Ms Roberta Rimac v dnata Airport Services Pty Ltd
[2022] FWC 401
| [2022] FWC 401 |
| FAIR WORK COMMISSION |
| DECISION |
Fair Work Act 2009
s.394 - Application for unfair dismissal remedy
Ms Roberta Rimac
v
dnata Airport Services Pty Ltd
(U2021/11126)
| DEPUTY PRESIDENT CROSS | SYDNEY, 29 MARCH 2022 |
Applications for relief from unfair dismissal – whether Applicant unreasonably failed to comply with Commission directions – s.399A of the Act – application dismissed.
Introduction
Ms Roberta Rimac (the Applicant) was employed by dnata Airport Services Pty Limited (the Respondent), at Sydney International Airport Precinct (Sydney Airport) prior to her dismissal on 11 November 2021. The Applicant contended that her dismissal was harsh, unjust and unreasonable. The Respondent denied those allegations.
Relevant facts and directions
On 2 December 2021, the Applicant filed an Unfair Dismissal Application (the Application) by email with the Fair Work Commission (the Commission).

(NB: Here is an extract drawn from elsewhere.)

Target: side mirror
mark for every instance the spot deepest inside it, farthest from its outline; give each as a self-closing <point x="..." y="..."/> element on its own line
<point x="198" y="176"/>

The Application initially proceeded together with three other applications from co-workers of the Applicant, Ms Joanna Hadjipavli, Ms Wafica Mourtada and Ms Mariam Gharib.
Shortly before 23 December 2021, the Application was allocated to my Chambers for determination. On 23 December 2021, my Chambers emailed a Notice of Listing to the parties with listing details of a Hearing, by video, on 10 and 11 February 2022. The email also included Directions dated 23 December 2021 (the Directions) that provided at direction 1 for the Applicant to file her outline of submissions, witness statements and other documentary material by 4pm on 12 January 2022.
The Directions included the following notes:
“a) If you wish to vary these directions, you can make an application to do so in writing directly to the chambers of Deputy President Cross at: [email protected]
…
“c) Any request for an extension of time for the filing of materials, or for an adjournment of the arbitration hearing, must be made as soon as practicable and must be based on substantial grounds. Noncompliance with directions will not otherwise be tolerated.”
On 12 January 2022 at 10:35am, Ms Mourtada emailed my Chambers on behalf of the Applicant “requesting to have a few more days to submit our documents (witness statements etc)”. The reason for the request for an extension of time was that “two of the applicants have been very unwell and unable to provide the information required.”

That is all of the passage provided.